问题
I am trying to use templates to create an analogue of the type_info::name() function which emits the const-qualified name. E.g. typeid(bool const).name() is "bool" but I want to see "bool const". So for generic types I define:
template<class T> struct type_name { static char const *const _; };
template<class T> char const *const type_name<T>::_ = "type unknown";
char const *const type_name<bool>::_ = "bool";
char const *const type_name<int>::_ = "int";
//etc.
Then type_name<bool>::_ is "bool". For non-const types obviously I could add a separate definition for each type, so char const *const type_name<bool const>::_ = "bool const"; etc. But I thought I would try a partial specialization and a concatenation macro to derive in one line the const-qualified name for any type which has its non-const-qualified name previously defined.
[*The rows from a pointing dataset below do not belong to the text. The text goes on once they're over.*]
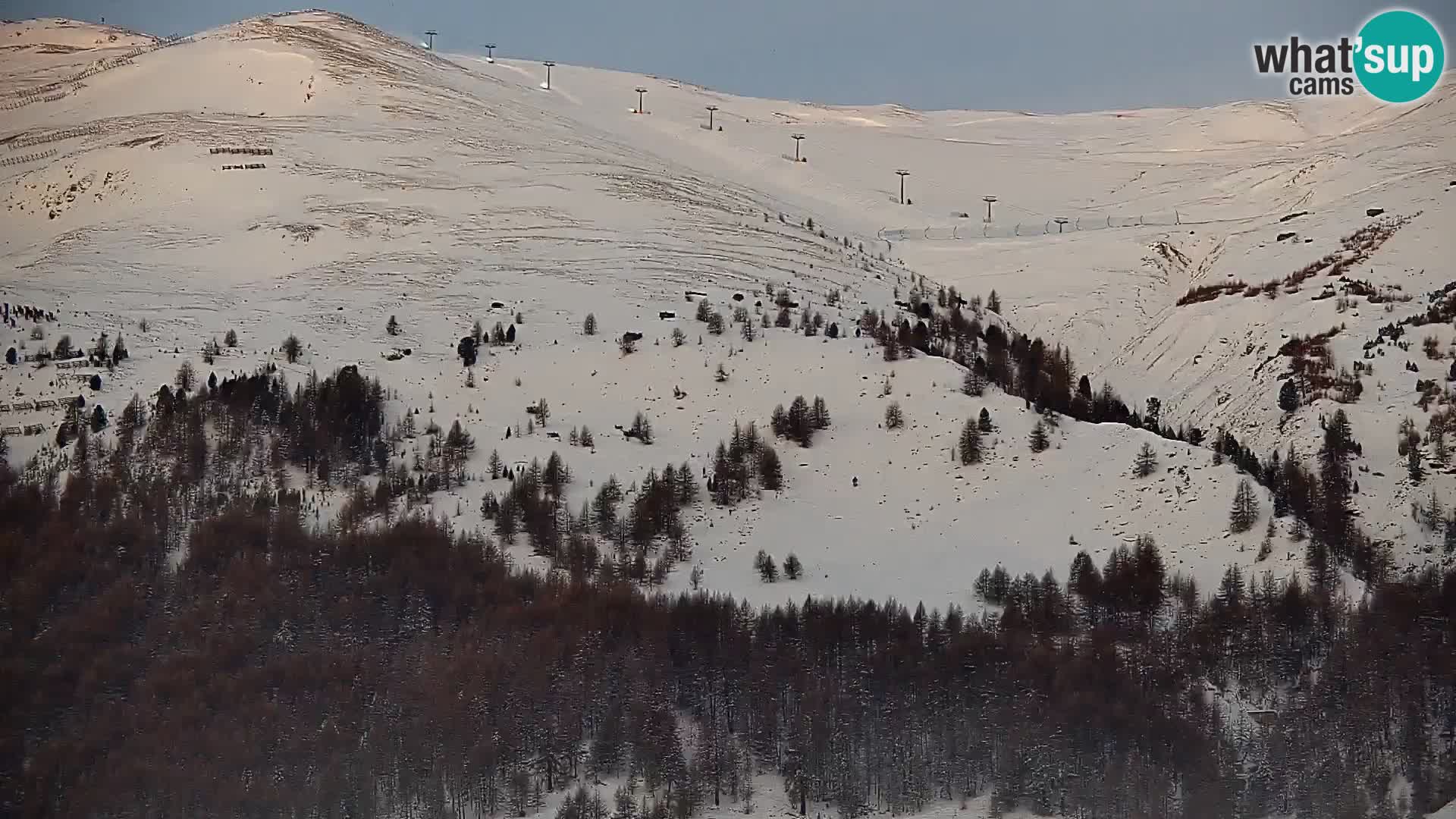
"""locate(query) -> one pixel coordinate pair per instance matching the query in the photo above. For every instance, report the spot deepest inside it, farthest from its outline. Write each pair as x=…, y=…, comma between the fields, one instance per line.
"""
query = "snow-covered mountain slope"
x=395, y=181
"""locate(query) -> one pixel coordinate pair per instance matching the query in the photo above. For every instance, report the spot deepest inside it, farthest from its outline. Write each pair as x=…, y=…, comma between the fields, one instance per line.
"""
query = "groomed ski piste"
x=446, y=190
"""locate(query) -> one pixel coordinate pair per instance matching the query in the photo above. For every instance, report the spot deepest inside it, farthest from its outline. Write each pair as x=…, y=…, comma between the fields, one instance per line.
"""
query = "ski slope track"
x=389, y=180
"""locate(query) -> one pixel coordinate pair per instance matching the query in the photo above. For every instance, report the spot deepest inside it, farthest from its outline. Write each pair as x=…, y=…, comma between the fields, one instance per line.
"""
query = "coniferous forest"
x=180, y=639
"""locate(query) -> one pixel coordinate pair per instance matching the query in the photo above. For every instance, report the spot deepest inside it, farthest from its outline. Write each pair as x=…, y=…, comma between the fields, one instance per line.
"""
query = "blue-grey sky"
x=1037, y=55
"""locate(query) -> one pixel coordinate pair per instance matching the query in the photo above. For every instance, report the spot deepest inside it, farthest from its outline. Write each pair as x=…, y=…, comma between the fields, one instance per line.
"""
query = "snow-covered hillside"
x=447, y=190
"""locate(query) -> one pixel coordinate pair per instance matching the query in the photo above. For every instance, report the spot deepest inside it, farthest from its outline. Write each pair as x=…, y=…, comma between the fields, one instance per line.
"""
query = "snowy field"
x=427, y=187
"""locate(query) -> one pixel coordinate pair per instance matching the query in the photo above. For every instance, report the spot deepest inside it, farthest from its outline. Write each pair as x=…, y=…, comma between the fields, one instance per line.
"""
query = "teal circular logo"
x=1400, y=55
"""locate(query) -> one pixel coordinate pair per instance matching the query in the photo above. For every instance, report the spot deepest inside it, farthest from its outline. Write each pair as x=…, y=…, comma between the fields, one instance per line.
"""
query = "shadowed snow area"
x=395, y=181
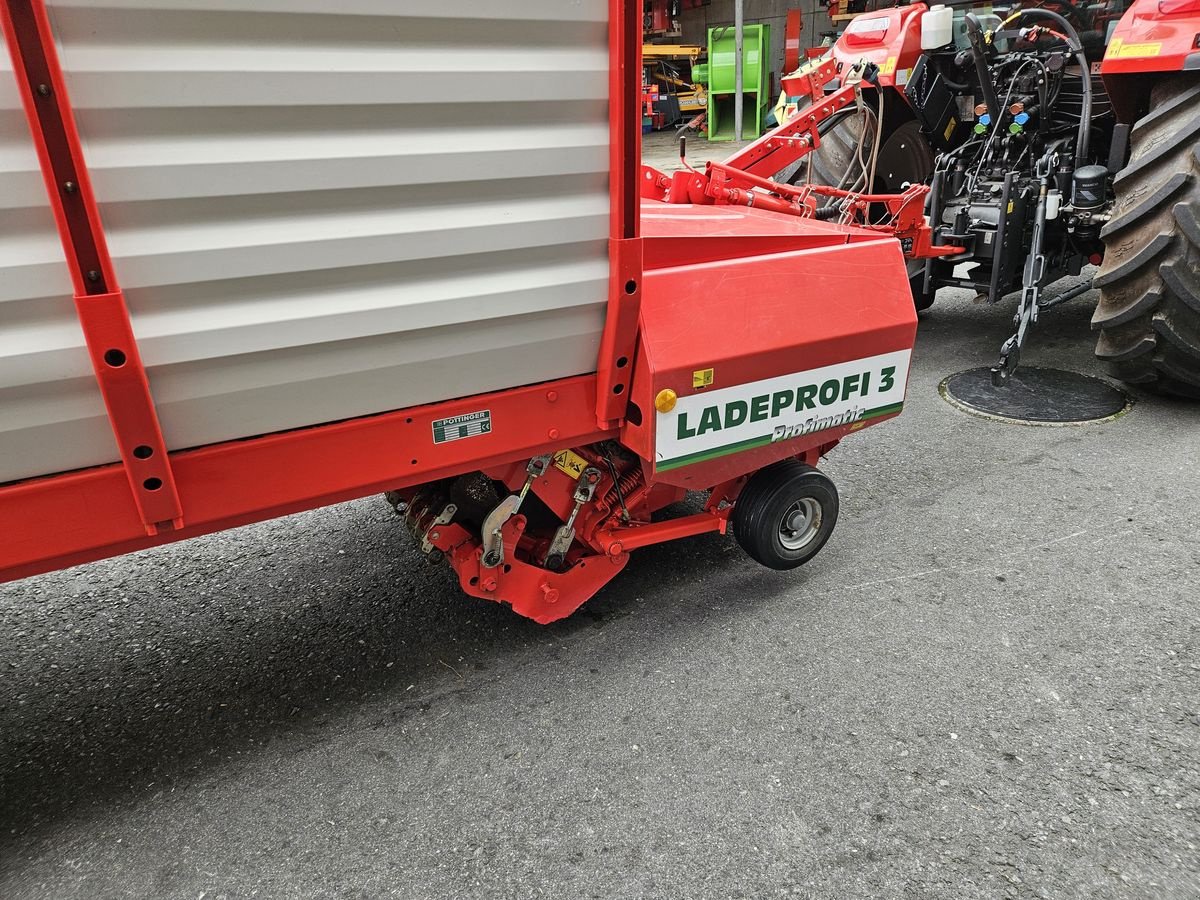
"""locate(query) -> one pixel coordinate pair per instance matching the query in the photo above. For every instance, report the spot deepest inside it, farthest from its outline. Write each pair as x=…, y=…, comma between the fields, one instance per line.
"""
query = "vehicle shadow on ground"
x=174, y=683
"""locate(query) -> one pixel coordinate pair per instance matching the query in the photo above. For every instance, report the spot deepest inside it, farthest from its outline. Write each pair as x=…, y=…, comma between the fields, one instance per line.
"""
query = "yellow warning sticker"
x=1120, y=49
x=570, y=462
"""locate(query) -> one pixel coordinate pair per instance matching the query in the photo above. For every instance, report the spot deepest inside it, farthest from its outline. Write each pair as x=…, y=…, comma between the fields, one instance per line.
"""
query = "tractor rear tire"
x=785, y=514
x=1149, y=315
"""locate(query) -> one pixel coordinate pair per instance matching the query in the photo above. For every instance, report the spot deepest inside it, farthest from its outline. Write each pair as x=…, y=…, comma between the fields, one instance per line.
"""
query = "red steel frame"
x=64, y=520
x=99, y=300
So
#define CAT(A, B) A B
template<class T> char const *const type_name<T const>::_
= CAT(type_name<T>::_, " const"); // line [1]
But then type_name<bool const>::_ gives me error C2143: syntax error: missing ';' before 'string' for line [1]. I think that type_name<bool>::_ is a static string known at compile time, so how do I get it concatenated with " const" at compile time?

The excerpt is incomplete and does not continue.